Schulz struggled with development of the story line until shortly after his open-heart surgery in 1981. While recuperating, he was able to finalize the concept with a common line that would tie everything together, "What Have We Learned, Charlie Brown?"

==Award==
The special won a Peabody Award for "distinguished achievement and meritorious public service" in broadcasting. Schulz would later say of the acclaim,

The Peabody award we received for What Have We Learned, Charlie Brown? was a very gratifying response to the program, plus many wonderful letters from appreciative young viewers who said that they now understood what happened on June 6, 1944. We labeled this show with the subtitle A Tribute, because that was exactly what we wanted it to be: no more and no less.

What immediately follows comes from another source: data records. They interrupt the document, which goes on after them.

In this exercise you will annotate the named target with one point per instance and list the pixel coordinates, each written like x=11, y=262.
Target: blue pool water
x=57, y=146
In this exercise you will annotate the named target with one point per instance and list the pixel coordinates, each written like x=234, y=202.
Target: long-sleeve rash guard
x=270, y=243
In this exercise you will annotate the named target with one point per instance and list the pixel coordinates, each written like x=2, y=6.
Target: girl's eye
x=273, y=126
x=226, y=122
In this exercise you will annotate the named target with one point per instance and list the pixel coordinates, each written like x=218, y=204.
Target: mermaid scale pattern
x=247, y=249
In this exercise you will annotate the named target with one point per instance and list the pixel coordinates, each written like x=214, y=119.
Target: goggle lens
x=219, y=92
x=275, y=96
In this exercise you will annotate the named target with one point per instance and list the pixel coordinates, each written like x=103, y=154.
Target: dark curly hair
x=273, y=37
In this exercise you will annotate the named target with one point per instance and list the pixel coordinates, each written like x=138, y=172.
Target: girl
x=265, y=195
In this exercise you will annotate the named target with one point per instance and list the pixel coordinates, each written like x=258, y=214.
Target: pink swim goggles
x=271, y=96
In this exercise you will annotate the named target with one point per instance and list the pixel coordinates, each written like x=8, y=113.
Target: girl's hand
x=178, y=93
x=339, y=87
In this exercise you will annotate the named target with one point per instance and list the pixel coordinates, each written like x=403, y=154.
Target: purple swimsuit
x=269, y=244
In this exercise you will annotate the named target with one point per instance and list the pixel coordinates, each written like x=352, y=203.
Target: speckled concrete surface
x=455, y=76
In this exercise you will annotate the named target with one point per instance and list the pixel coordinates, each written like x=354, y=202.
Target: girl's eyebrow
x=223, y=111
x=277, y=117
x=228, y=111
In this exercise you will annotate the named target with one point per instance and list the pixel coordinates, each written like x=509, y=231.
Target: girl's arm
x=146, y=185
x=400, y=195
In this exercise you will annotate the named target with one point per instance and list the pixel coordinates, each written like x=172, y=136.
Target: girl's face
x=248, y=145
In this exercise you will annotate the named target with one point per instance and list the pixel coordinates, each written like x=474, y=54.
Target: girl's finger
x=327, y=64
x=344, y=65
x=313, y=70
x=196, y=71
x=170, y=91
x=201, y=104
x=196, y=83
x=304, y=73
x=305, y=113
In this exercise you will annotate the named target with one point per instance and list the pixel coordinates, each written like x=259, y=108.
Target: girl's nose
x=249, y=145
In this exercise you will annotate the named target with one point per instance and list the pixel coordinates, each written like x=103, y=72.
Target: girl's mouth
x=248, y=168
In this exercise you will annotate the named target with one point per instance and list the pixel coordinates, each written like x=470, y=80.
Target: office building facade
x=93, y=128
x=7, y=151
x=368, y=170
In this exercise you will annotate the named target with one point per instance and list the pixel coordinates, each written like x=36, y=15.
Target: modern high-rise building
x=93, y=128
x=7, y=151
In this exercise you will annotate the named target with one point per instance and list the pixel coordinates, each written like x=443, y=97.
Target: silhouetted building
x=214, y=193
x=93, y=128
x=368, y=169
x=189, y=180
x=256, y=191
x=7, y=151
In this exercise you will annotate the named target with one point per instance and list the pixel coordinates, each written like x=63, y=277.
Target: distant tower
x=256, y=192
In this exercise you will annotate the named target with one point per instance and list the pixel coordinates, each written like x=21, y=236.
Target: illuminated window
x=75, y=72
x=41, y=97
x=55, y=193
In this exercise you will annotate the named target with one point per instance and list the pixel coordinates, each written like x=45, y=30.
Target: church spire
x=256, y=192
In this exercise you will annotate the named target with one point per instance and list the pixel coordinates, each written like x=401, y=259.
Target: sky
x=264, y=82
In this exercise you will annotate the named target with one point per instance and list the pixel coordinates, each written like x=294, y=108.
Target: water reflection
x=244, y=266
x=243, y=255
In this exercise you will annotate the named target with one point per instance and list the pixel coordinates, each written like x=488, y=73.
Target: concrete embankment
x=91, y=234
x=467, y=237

It proved also that the characters of Charlie Brown, Linus, Snoopy and the others were close enough to being real to handle delicately a subject that other animated characters would destroy.

==Home media==
The special was released on VHS by Kartes Video Communications in 1987 and again by Paramount on June 25, 1996. The special is available for purchase on iTunes together with You're Not Elected, Charlie Brown and He's a Bully, Charlie Brown, and is now available on DVD in the Peanuts Emmy Honored Collection. This special is also available in the Peanuts: 75th Anniversary Ultimate TV Specials Collection both on DVD and Blu-Ray in 2025.